Culture of fibroblasts
The FF2462 fibroblast cell line was isolated from human foreskin [provided by Dr. Meenhard Herlyn (The Wistar Institute, Philadelphia, PA, USA)] [49]. The cells were stored at − 70 °C, thawed in warm water, and dissolved in 8 ml DMEM (500 ml DMEM supplemented with 50 ml FCS und 10 ml glutamine). Fibroblasts were centrifuged at 1200 rpm for 5 min, and the pellet was dissolved in 4 ml DMEM and applied to culture tubes of 75 cm2. Ten millilitres of DMEM was then added and the cells were cultured at 37 °C with 5% CO2. After 4 days, the supernatant was replaced by 10 ml fresh DMEM and cultured for another 3 days. Subcultures were performed once a week to a cell count of 105 cells.
Co-culture of fibroblasts with B. burgdorferi for studying cell morphology by electron microscopy
Four parallel analyses were started for the co-culture experiments using the BB B31 and the BA 1 strain; the latter showed better growth than BA2. Cultures could be harvested after 24, 48, 72 h, and 7 days. For the experiments, a polypropylene lattice was placed in each well of a 6-well plate, and then, 105 fibroblasts in 2 ml DMEM were pipetted in the well.
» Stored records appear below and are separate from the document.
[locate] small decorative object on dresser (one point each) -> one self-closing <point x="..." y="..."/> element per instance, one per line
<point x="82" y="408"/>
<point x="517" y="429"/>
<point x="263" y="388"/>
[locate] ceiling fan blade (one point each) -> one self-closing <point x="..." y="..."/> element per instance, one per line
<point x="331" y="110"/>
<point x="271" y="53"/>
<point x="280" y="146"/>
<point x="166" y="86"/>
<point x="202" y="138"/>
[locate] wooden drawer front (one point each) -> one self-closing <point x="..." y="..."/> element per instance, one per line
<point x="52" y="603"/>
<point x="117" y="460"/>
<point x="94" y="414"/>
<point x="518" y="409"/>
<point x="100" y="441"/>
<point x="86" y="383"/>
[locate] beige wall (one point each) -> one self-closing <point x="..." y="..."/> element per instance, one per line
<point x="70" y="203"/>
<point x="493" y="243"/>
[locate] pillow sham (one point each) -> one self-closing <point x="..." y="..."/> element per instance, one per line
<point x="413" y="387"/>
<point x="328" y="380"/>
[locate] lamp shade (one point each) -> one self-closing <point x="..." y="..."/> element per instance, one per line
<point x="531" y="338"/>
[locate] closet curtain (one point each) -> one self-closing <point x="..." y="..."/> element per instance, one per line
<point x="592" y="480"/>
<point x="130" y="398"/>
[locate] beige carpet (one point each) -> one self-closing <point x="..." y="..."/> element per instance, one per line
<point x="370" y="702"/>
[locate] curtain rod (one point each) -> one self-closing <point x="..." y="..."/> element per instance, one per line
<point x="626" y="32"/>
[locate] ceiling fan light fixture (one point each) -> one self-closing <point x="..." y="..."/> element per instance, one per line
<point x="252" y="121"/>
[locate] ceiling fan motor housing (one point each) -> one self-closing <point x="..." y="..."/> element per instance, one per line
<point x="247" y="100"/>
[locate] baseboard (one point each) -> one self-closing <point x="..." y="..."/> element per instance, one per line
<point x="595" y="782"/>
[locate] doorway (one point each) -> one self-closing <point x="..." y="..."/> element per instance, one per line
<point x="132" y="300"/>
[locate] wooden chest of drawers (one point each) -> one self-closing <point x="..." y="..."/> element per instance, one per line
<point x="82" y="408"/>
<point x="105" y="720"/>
After 24 h, DMEM was withdrawn and replaced by 1 ml RPMI. After centrifugation of Borrelia cultures at 1500 rpm, the pellet was resuspended in 1 ml of RPMI containing 108 Borrelia/ml, added to the wells, and incubated for 24, 48 and 96 h, and 7 days, respectively.
For morphological analysis, the fluid of the plate was withdrawn and the cells were removed from the lattices, fixed for 30 min in 2.5% glutaraldehyde in 0.1 M cacodylate buffer pH 7.4 for 2 h, rinsed in cacodylate buffer for 2 h at 4 °C, and centrifuged at 800 rpm for 5 min. The pellet was placed in a 2% agarose solution, cooled to 4 °C, and then cut into small blocks which were again fixed in 2.5% glutaraldehyde in cacodylate buffer for 2 h. The specimens were dehydrated and embedded in TAAB embedding resin (TAAB, Aldermaston). They were sectioned at 60 nm using a Leica UCT ultramicrotome (Leica Microsystems, Vienna, Austria), stained with lead citrate and uranyl acetate, and analysed with a Zeiss EM 902 transmission electron microscope (Carl Zeiss Oberkochen).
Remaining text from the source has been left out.